Professionally, my experience includes being a vocational counsellor for people with physical disabilities, a personal and group counsellor at a residential treatment centre for people with chemical dependencies, and Director of Educational Services for the BC Division of the Canadian Diabetes Association. I have also coordinated ESL and adult basic education programs for New Westminster School District and children's science programs at the Ontario Science Centre. For a time, I was an Immigration Officer at Pearson Airport for Employment and Immigration Canada.
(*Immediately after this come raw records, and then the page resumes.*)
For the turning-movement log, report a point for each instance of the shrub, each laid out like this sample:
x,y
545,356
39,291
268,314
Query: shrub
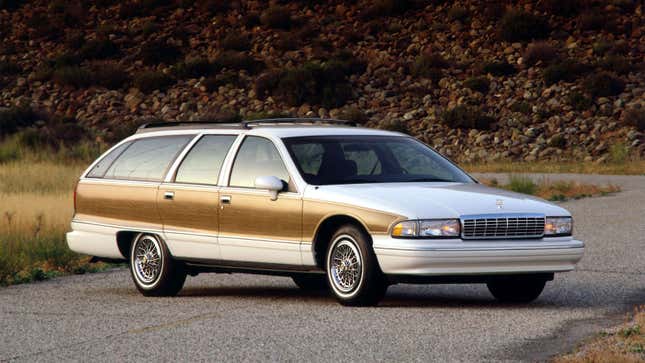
x,y
615,63
150,81
99,49
9,67
478,84
502,68
193,68
387,8
234,41
109,75
238,61
518,26
458,13
604,84
14,118
522,184
539,52
563,8
276,17
635,117
159,51
578,101
74,76
567,70
465,117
I hale from sunny Okanagan; born and raised in Penticton, BC. Most of my adult life has been in and around Vancouver. I have also lived in Toronto, Halifax and Antigonish, Nova Scotia. My interests in education and learning, self-development, and history and geography have led me to travel though western and southern Europe and eastern Asia, as well as around North America. At UBC, I was a coxswain for the BC Thunderbirds Rowing Crew and an Olympics Trials participant. I also participated in and coordinated the student run counselling and information centre, Speakeasy. I currently live in North Vancouver (where you are welcome to call, if assistance is needed), with my wife and daughter.
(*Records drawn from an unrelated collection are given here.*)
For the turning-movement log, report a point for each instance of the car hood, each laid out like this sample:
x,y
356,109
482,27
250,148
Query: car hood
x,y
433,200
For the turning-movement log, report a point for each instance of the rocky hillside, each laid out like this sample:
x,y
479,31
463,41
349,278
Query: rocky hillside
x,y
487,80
My academic interests include problem-based, self-directed, and reflective learning, and researching the history of community-based learning through voluntary organizations. My teaching emphasizes learner-centred approaches. I am a member of the Canadian Association for the Study of Adult Education (CASAE), have served as an editorial reader for its journal Editorial Board, and is a member and former Vice-President of and Newsletter Editor for the Vancouver Historical Society. My most recent publications include: "Edge of Empire: The Civilizing Mission of Adult Education in Vancouver and British Columbia, 1858-1918," found in T. J. Sork., V. Chapman, & R. St. Clair (eds.), AERC 2000: An International Conference. Proceedings of the 41st Annual Adult Education Research Conference, Vancouver: University of British Columbia and "Learning, Citizenship and the Imagined City: Vancouver 1996-1916," in the Canadian Association for the Study of Adult Education 2006 National Conference On-Line Proceedings, Toronto: York University. These publications are part of an ongoing study of the intentional mutual enlightenment activities of residents of Vancouver and British Columbia during the period leading into World War I. The research seeks to test the proposition that the primary mission of adult education in early British Columbia was to act as a civilizing agent of British Imperialism.
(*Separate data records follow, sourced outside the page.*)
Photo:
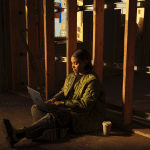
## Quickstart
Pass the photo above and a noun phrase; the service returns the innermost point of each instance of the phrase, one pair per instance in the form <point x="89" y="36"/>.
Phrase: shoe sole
<point x="7" y="130"/>
<point x="53" y="134"/>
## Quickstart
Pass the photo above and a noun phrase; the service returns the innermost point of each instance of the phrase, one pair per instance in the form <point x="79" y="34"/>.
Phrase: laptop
<point x="37" y="99"/>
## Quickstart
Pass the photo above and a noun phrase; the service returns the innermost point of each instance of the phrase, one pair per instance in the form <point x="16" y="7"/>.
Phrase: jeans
<point x="61" y="115"/>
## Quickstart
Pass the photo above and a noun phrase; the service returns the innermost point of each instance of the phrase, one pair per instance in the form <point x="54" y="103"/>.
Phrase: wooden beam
<point x="8" y="44"/>
<point x="98" y="36"/>
<point x="128" y="66"/>
<point x="41" y="27"/>
<point x="49" y="47"/>
<point x="71" y="32"/>
<point x="115" y="29"/>
<point x="32" y="40"/>
<point x="15" y="44"/>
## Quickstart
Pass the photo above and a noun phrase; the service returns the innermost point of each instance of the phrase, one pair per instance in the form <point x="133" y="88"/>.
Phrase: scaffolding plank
<point x="15" y="44"/>
<point x="32" y="41"/>
<point x="98" y="37"/>
<point x="128" y="65"/>
<point x="49" y="47"/>
<point x="71" y="32"/>
<point x="8" y="44"/>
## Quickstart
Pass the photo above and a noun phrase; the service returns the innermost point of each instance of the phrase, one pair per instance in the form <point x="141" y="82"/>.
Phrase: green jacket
<point x="88" y="103"/>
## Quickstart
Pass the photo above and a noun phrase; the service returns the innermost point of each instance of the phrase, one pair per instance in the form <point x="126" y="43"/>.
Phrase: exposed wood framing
<point x="98" y="37"/>
<point x="71" y="44"/>
<point x="32" y="41"/>
<point x="8" y="44"/>
<point x="115" y="27"/>
<point x="49" y="47"/>
<point x="15" y="44"/>
<point x="147" y="36"/>
<point x="128" y="66"/>
<point x="41" y="28"/>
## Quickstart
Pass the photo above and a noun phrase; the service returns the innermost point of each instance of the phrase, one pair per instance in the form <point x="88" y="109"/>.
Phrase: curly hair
<point x="82" y="55"/>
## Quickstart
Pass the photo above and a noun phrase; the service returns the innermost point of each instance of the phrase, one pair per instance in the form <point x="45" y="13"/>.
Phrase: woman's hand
<point x="50" y="101"/>
<point x="57" y="104"/>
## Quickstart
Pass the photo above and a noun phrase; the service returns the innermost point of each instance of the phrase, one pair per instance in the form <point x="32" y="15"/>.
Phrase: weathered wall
<point x="2" y="51"/>
<point x="60" y="49"/>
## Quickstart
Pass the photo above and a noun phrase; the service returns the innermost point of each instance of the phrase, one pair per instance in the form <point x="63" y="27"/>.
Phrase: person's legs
<point x="43" y="121"/>
<point x="61" y="114"/>
<point x="37" y="113"/>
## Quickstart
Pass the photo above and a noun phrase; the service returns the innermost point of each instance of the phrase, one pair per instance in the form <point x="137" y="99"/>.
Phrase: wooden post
<point x="41" y="27"/>
<point x="128" y="65"/>
<point x="8" y="44"/>
<point x="49" y="47"/>
<point x="115" y="27"/>
<point x="71" y="32"/>
<point x="15" y="44"/>
<point x="32" y="40"/>
<point x="98" y="36"/>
Most recently, I have become involved in the development of the Canadian Encyclopedia of Adult Education, an initiative of UFV's Adult Education program. Currently, I am on the Editorial Board of the Canadian Journal for the Study of Adult Education, where we have been working to revive this key vehicle for disseminating recent research in adult education. This Fall, I assumed responsibilities as Department Head for the Adult Education program, in the new School of Educational Studies.